What motivates you in the morning and how do you think about it in the evening?
C MS: I get to go to work every day knowing I’ll be doing research and writing policy advice on the nexus between technology, development, conflict and migration. This space presents so many opportunities to do compelling research, and to produce results that can have real impact on policy. As a researcher at the German Development Institute I have the opportunity to do rigorous research on a fascinating topic, and have a platform to make that research directly accessible to policy makers. That’s pretty motivating! Once I leave work at the end of the day, I try not to think about work so that I can recharge. Since moving to Bonn I’ve found that an evening bike ride along the Rhine is one of the best ways to wind down and prepare for the next day’s work.
Which question would you like to answer that you have never been asked before?
C MS: What are the social and political contexts where technology is most useful to refugees and people in developing countries?

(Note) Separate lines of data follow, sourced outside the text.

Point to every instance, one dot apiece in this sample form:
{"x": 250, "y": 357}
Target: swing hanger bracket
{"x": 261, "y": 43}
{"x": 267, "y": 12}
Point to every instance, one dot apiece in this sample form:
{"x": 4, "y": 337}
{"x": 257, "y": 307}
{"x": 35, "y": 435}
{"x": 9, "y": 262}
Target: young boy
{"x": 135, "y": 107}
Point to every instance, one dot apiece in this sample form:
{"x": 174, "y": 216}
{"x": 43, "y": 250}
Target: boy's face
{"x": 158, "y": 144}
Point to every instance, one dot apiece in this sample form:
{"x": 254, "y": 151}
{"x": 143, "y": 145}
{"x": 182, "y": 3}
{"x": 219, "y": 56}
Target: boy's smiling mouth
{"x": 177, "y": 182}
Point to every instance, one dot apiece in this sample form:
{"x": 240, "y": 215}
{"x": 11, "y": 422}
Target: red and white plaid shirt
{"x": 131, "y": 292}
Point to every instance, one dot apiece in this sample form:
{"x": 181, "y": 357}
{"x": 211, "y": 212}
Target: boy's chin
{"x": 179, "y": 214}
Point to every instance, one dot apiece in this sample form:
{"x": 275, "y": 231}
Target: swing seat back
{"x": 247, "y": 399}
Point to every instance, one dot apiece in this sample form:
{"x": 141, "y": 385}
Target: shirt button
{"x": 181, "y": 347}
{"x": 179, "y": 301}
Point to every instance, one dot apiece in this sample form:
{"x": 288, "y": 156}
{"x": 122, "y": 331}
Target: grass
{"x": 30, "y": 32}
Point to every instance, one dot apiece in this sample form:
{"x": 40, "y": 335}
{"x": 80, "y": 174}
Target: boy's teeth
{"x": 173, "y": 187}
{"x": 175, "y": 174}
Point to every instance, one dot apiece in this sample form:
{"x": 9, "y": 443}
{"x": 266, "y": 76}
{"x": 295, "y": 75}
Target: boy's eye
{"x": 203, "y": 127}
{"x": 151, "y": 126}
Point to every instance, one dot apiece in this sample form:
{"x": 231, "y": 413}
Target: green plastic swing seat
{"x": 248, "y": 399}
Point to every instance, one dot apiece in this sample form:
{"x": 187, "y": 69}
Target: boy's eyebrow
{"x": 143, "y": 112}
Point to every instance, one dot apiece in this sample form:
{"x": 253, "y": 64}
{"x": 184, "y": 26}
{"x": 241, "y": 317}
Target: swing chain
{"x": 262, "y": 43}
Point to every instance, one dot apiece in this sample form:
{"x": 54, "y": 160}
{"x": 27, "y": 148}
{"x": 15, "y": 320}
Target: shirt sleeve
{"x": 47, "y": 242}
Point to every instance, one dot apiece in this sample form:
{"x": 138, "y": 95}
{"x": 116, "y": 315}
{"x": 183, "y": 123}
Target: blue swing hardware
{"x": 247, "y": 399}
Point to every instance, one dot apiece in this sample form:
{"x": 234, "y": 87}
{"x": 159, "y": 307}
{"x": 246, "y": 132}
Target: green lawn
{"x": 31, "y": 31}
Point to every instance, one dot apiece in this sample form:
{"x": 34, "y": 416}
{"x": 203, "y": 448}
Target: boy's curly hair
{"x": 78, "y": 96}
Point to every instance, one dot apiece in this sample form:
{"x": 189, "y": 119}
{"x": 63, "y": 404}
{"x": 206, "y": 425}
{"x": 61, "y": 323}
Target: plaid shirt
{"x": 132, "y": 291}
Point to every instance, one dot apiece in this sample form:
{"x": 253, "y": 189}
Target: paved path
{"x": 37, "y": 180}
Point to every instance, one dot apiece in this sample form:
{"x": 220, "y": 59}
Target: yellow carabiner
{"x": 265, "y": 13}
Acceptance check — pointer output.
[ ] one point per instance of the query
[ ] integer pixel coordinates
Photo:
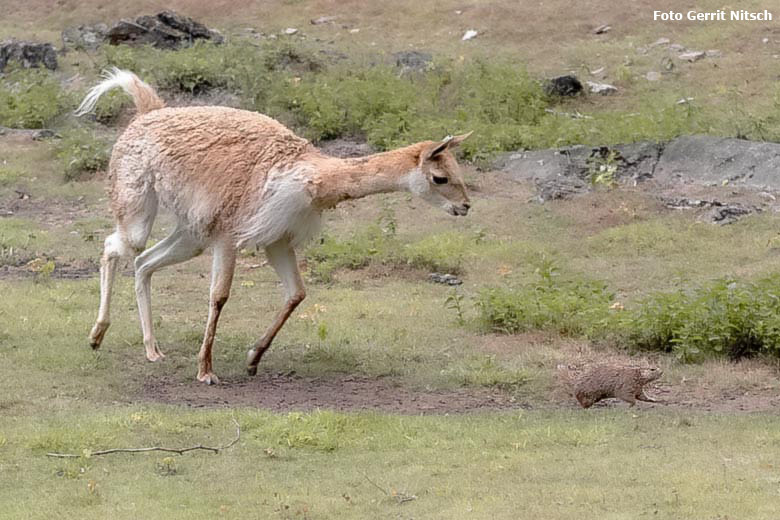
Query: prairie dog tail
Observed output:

This question is one that has always interested me as a social scientist. When we talk about using technology to support refugees, or for doing crisis response and peacebuilding, I think it is crucial to understand how political and social context influences peoples’ information gathering and sharing strategies. There are practical reasons for this, such as privacy and safety issues; unsecured digital information can put already vulnerable people at greater risk. From a policy perspective, there is the issue of resource allocation. If people get all their information from the radio, is it a good use of time and money to develop smartphone apps that people may never use? Understanding the contexts in which people turn to mobile devices and digital media is theoretically interesting, and can inform the safe and effective use of these tools by refugees and development organizations.